I used Airtable to build a centralized and scalable research findings repository for Braven, an education nonprofit. The data tables are set up to emulate an affinity mapping process: user quotes/behavior are logged and aggregated into themes, then translated into user needs (problem statements) that can be used for ideation or further research.
Braven partners with universities and colleges to provide courses for college credit, fellowship programs, and career coaching for young people on their path to college graduation, meaningful careers, and lives of impact. Braven’s New Product Development team reached out to me to help them design and test a new design direction for their Learning Management System (LMS). They had been noticing that student engagement in the LMS was dropping off and some foundational research uncovered the need for a more goal-oriented UI.
I worked with the product owner to distill their generative research findings into three primary user needs to focus on and then designed a prototype in Figma. Using the new prototype and the existing UI, I conducted an A/B usability test with Braven students and then synthesized the findings into a set of UX recommendations.
As I worked on this project, I noticed that research was often conducted separately by each department and the data was stored across different department folders in Google Drive. It was difficult to find documents from past research projects and even harder to locate a predefined list of research participants to recruit from, so we had to spend more time on recruitment than anticipated.

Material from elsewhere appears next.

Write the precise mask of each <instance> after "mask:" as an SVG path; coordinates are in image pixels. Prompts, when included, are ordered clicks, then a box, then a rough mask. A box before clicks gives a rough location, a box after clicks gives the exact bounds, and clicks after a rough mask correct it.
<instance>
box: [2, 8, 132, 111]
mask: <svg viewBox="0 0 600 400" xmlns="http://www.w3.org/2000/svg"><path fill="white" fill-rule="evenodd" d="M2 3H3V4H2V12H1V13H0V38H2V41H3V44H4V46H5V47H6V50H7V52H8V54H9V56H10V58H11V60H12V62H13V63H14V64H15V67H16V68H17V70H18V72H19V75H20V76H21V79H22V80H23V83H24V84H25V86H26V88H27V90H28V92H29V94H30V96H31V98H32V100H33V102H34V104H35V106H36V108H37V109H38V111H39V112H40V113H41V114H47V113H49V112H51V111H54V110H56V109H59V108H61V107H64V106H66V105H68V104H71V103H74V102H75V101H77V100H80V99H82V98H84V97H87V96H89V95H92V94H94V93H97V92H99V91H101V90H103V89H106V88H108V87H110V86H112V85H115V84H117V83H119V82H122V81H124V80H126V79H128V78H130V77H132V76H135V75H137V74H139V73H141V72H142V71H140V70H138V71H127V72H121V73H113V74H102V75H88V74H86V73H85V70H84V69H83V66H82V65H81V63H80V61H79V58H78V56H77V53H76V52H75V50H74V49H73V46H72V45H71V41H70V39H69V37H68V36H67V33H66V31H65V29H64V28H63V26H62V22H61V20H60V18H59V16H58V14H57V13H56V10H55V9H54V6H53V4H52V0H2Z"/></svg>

The product owner and I agreed that ensuring easy access to this project’s findings and starting a research participant database were important outcomes of this project, in addition to the UX recommendations. So, I created a digital repository in Airtable to help centralize and standardize the research process. The repository’s data tables are set up to facilitate a synthesis process similar to affinity mapping; user quotes/behavior are aggregated into patterns and themes, then translated into user needs (problem statements). The database as a whole is set up so that the next researcher after me can create a new study and conduct the analysis within the same tables, allowing product owners to search for user feedback across all studies within the database. With a centralized research repository, Braven’s team members can continue to conduct, analyze, and reference research projects together in a remote work environment.